3. Eiseres voert aan dat zij met haar geboorteakte heeft aangetoond dat referente haar biologische en juridische moeder is. De in die geboorteakte gemaakt fout heeft zij met de in bezwaar overgelegde documenten hersteld. Verweerder heeft de echtheid van deze documenten niet betwist. Bovendien is een tardieve geboorteaangifte gebruikelijk in Ghana, zodat dat enkele feit geen bewijs is voor een onjuiste registratie. Volgens eiseres heeft verweerder de hoorplicht geschonden. Eiseres verwijst naar artikel 41 van het Handvest van de grondrechten van de Europese Unie en naar artikel 5, tweede lid, van de Gezinsherenigingsrichtlijn op grond waarvan verweerder voor de vaststelling van de familieband onderzoek moet doen en gesprekken moet houden. Als verweerder twijfelt aan de overgelegde geboorteakte, dan had hij haar en referente moeten horen tijdens een hoorzitting of anders een DNA-onderzoek moeten laten doen. Eiseres is van mening dat zij met de overgelegde bewijsstukken voldoende heeft onderbouwd dat referente invulling geeft aan de zorg en opvoeding van eiseres, omdat referente haar financieel heeft onderhouden en nog onderhoudt. Tot slot voert eiseres aan dat referente ziek is en verweerder haar daarom moet vrijstellen van het middelenvereiste.
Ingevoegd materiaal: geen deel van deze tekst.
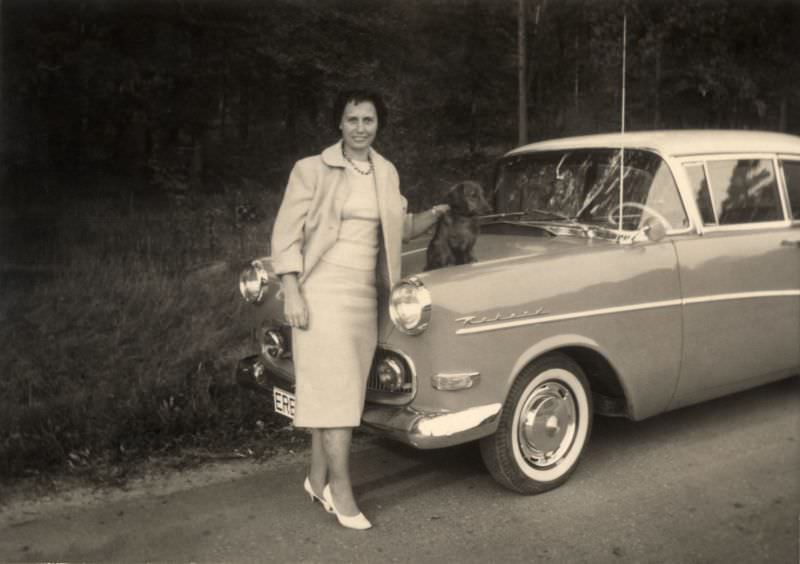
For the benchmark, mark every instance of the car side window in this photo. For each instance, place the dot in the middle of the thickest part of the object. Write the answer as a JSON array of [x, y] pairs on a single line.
[[791, 173], [744, 191], [699, 183]]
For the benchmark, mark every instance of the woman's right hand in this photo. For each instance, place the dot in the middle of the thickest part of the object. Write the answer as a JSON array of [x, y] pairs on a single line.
[[294, 304]]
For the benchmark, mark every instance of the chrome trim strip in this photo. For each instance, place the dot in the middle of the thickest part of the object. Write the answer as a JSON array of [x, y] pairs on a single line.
[[627, 308], [742, 296], [575, 315]]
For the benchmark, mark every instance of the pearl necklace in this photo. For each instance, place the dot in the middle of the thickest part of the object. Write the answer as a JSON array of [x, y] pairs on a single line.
[[353, 164]]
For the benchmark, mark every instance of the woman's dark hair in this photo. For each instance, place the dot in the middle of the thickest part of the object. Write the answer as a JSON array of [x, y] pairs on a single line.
[[358, 95]]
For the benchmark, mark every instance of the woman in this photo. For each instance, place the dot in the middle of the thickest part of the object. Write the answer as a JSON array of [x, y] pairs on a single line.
[[337, 238]]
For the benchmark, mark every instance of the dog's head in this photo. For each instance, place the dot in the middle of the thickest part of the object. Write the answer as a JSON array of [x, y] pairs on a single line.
[[466, 198]]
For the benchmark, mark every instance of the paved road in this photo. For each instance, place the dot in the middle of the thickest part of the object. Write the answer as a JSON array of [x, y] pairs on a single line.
[[718, 482]]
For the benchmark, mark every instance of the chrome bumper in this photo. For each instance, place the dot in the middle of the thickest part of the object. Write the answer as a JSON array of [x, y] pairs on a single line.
[[424, 429], [421, 429]]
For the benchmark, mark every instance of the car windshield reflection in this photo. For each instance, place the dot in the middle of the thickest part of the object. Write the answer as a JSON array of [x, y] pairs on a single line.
[[581, 187]]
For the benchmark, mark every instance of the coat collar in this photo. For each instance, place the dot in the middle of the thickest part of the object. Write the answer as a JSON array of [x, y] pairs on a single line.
[[333, 156]]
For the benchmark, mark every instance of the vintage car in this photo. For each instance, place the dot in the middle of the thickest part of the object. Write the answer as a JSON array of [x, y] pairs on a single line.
[[621, 275]]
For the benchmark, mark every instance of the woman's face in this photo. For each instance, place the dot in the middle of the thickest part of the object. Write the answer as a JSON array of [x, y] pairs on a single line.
[[359, 125]]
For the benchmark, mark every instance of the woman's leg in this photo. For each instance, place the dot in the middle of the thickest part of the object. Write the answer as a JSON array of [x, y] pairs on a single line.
[[318, 472], [337, 451]]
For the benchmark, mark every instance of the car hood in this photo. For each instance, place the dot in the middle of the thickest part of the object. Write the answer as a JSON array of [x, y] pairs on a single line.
[[505, 240]]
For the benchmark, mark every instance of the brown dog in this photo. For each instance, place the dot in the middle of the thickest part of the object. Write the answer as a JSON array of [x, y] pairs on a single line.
[[457, 229]]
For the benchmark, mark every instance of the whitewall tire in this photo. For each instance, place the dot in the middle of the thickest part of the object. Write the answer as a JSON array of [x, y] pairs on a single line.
[[544, 426]]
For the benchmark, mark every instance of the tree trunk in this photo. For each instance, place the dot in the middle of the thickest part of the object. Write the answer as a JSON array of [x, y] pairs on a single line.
[[657, 93], [198, 162], [576, 83], [783, 116]]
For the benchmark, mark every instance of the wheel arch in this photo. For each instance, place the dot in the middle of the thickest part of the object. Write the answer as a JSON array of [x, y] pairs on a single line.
[[609, 394]]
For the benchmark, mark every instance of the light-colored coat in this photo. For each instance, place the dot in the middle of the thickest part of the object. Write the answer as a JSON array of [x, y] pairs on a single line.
[[308, 221]]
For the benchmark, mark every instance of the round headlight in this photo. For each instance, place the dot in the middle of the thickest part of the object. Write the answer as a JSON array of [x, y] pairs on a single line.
[[253, 282], [410, 306]]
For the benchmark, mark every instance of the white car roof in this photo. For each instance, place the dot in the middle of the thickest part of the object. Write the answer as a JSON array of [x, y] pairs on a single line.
[[678, 143]]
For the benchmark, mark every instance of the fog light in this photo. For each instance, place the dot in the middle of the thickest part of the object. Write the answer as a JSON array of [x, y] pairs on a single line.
[[457, 381], [391, 375], [273, 344]]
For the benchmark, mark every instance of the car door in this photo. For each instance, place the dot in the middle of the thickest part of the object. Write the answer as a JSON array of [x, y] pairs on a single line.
[[740, 280]]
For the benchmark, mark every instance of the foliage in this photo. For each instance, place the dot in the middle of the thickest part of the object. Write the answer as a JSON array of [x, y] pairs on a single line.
[[219, 90]]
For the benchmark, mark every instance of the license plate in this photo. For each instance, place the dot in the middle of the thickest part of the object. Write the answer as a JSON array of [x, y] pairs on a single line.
[[284, 402]]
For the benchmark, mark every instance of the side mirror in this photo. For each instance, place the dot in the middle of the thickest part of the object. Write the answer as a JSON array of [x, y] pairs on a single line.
[[654, 229]]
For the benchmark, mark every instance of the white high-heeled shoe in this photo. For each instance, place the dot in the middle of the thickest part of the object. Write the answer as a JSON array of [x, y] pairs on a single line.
[[314, 497], [358, 522]]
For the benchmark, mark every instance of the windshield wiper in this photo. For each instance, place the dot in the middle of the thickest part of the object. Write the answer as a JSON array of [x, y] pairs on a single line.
[[550, 214]]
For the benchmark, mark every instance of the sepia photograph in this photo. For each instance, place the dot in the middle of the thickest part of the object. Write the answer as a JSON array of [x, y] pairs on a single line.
[[366, 281]]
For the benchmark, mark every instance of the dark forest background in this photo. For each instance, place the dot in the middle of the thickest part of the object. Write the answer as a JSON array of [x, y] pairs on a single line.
[[146, 144]]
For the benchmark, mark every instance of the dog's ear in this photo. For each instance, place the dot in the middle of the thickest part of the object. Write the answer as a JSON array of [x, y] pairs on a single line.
[[455, 198]]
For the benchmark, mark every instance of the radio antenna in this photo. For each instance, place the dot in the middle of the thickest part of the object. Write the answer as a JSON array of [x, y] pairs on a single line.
[[622, 120]]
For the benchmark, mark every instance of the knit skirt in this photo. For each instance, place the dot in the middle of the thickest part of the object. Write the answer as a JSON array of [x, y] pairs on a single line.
[[333, 355]]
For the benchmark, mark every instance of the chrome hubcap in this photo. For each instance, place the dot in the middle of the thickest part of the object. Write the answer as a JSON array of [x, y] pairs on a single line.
[[547, 424]]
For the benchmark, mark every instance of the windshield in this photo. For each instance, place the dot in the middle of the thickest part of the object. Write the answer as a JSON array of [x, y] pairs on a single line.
[[583, 185]]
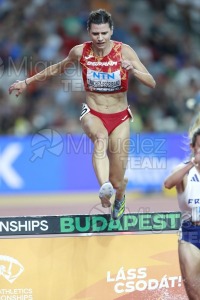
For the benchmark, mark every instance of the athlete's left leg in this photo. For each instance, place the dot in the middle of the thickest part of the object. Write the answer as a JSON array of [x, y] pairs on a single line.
[[189, 259], [118, 149]]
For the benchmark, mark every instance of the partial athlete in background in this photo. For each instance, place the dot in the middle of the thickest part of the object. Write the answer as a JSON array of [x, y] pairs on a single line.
[[186, 179]]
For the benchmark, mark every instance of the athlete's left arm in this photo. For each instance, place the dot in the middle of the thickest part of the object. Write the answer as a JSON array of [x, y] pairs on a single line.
[[131, 62]]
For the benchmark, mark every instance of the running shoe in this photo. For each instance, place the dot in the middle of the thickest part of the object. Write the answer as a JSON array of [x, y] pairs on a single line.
[[105, 193], [118, 209]]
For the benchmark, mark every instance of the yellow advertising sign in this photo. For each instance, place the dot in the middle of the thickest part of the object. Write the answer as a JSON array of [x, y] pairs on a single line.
[[122, 267]]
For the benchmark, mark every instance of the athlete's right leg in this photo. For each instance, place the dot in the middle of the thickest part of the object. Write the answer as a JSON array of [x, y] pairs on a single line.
[[189, 259], [96, 131]]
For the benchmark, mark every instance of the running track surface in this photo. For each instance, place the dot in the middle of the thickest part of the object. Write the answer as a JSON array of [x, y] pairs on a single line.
[[66, 204]]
Zij verwijst daarvoor naar het arbeidskundig rapport.
4. Artikel 3.14, aanhef en onder c van het Vreemdelingenbesluit 2000 (Vb) bepaalt dat de verblijfsvergunning, bedoeld in artikel 3.13, eerste lid, wordt verleend aan het minderjarige biologische of juridische kind van de hoofdpersoon, dat naar het oordeel van verweerder feitelijk behoort en reeds in het land van herkomst feitelijk behoorde tot het gezin van die hoofdpersoon en dat onder het rechtmatige gezag van die hoofdpersoon staat.
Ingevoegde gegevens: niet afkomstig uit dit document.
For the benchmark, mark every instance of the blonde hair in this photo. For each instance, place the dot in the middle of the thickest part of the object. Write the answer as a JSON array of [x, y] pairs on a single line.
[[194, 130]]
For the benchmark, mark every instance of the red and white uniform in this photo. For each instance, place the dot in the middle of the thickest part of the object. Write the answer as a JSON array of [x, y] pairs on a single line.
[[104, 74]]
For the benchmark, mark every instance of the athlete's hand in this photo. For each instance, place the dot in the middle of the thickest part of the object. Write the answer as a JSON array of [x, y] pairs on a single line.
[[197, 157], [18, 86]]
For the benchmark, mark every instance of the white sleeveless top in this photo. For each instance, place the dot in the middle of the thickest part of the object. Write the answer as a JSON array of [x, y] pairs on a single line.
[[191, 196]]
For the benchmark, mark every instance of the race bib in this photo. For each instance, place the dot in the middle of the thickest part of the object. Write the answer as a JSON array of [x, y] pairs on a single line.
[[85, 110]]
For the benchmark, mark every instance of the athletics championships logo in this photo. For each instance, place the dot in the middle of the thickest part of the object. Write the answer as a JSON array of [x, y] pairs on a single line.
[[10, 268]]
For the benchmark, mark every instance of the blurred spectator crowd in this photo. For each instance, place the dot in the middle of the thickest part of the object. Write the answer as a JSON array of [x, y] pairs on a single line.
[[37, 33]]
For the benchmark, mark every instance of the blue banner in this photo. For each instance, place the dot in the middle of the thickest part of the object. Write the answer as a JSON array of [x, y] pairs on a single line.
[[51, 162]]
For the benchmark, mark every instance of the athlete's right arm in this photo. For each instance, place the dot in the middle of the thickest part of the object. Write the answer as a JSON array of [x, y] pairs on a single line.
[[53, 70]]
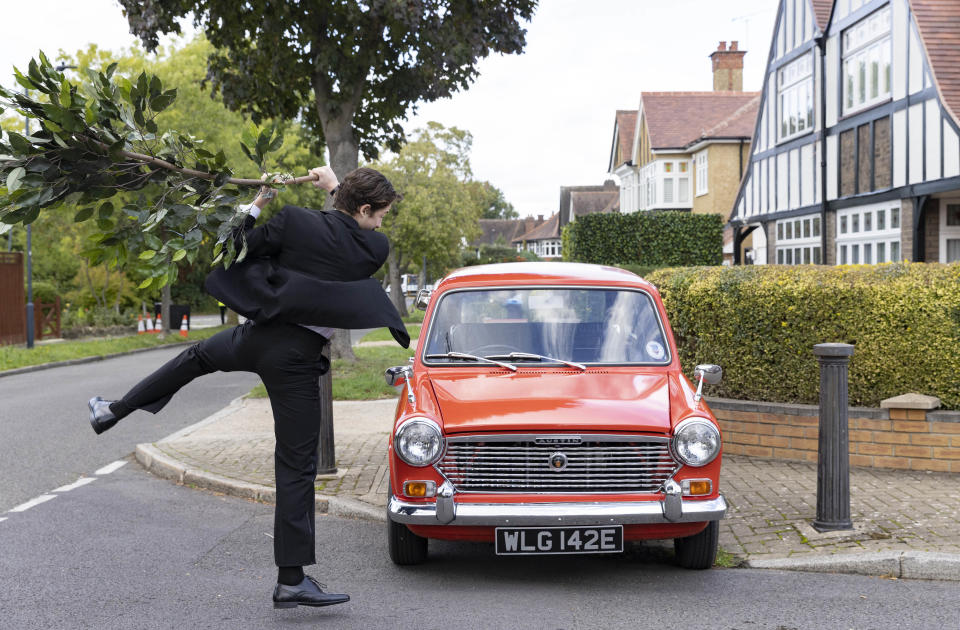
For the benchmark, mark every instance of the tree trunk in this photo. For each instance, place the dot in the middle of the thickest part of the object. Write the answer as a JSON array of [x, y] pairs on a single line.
[[396, 291]]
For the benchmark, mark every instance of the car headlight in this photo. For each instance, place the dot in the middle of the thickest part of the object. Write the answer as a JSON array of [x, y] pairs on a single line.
[[418, 441], [696, 442]]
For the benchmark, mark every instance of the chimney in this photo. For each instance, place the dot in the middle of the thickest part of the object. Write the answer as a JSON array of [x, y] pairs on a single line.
[[727, 68]]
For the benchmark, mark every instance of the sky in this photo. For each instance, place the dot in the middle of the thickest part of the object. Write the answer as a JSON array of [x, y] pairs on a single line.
[[539, 120]]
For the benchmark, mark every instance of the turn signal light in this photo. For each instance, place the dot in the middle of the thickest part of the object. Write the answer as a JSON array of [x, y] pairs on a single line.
[[697, 487], [420, 488]]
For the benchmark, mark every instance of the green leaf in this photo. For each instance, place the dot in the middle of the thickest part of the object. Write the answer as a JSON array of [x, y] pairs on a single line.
[[277, 142], [14, 179], [155, 86], [247, 152], [20, 144], [161, 102], [83, 214], [263, 143], [65, 99], [152, 241]]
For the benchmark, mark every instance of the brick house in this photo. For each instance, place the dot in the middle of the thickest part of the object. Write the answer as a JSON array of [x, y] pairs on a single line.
[[576, 201], [503, 231], [543, 240], [687, 150], [857, 151]]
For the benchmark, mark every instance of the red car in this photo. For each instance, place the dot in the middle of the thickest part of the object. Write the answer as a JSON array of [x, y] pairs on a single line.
[[546, 412]]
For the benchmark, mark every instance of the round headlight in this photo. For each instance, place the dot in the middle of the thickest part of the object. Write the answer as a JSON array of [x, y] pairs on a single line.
[[696, 442], [418, 442]]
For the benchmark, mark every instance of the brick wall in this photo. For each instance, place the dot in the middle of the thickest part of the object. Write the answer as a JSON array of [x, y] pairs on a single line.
[[910, 439]]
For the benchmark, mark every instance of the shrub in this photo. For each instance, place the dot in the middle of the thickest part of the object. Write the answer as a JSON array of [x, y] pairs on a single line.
[[44, 292], [760, 324], [645, 238]]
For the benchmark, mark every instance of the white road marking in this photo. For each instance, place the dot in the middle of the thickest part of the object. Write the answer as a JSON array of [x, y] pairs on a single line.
[[43, 498], [109, 468], [82, 481]]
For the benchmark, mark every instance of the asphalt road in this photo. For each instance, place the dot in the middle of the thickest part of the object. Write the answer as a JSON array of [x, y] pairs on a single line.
[[132, 551], [45, 435]]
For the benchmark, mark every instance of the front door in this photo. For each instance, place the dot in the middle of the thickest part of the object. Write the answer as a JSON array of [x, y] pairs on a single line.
[[950, 230]]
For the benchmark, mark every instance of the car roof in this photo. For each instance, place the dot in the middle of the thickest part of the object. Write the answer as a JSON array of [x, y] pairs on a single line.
[[539, 272]]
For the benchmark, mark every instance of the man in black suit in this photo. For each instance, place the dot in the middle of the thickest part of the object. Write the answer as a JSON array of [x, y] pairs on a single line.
[[305, 273]]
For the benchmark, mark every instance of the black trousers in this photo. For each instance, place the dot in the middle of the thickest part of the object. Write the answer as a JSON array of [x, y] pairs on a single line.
[[288, 359]]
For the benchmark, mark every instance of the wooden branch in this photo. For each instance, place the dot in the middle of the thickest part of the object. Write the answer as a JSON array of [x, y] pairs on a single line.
[[210, 176]]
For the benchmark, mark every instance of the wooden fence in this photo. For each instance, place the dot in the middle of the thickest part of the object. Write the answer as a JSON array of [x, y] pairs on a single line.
[[13, 315]]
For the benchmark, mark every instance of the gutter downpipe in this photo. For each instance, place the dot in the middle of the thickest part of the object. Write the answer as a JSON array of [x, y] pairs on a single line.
[[822, 46]]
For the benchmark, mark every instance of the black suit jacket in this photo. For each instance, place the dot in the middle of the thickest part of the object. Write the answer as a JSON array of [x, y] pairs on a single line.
[[310, 267]]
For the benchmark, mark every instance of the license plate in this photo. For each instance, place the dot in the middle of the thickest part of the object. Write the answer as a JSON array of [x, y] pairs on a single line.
[[525, 541]]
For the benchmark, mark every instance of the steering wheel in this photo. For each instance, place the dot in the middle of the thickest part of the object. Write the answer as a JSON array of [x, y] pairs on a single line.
[[493, 348]]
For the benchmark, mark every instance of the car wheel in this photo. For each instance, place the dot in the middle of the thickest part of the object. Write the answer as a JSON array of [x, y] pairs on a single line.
[[700, 550], [404, 546]]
5. De rechtbank is van oordeel dat eiseres niet aannemelijk heeft gemaakt dat zij de biologische of juridische dochter van referente is. Eiseres heeft ter onderbouwing van de familierelatie met referente een kopie van haar gelegaliseerde geboorteakte overgelegd. Met de geboorteakte wordt de familierelatie van eiseres met referente niet aannemelijk gemaakt, omdat daaruit enerzijds volgt dat de geboorte van eiseres pas ruim zes jaar later bij de autoriteiten is aangegeven en anderzijds dat de geboorteregistratie op aangeven van referente is gedaan, terwijl uit haar verklaringen volgt dat zij sinds 2011 Ghana niet heeft bezocht. Aan de in bezwaar overgelegde verklaring van 31 januari 2020 waarin staat dat niet referente maar haar voogd de aangifte van haar geboorte heeft gedaan, heeft verweerder geen doorslaggevende betekenis hoeven toekennen, omdat die pas is overgelegd nadat verweerder hierover om nadere uitleg had gevraagd. De verklaring kan daarom de twijfel aan inhoudelijke juistheid van geboorteakte niet wegnemen. Verweerder heeft ook in redelijkheid mogen betrekken dat vanwege de mogelijkheid van het tardief doen van geboorte aangifte en het gebrekkige controlesysteem in Ghana, het mogelijk is om een geboorte meermalen te registreren, zodat niet valt te controleren of personen zich meerdere keren, onder dezelfde of verschillende identiteiten hebben laten registreren.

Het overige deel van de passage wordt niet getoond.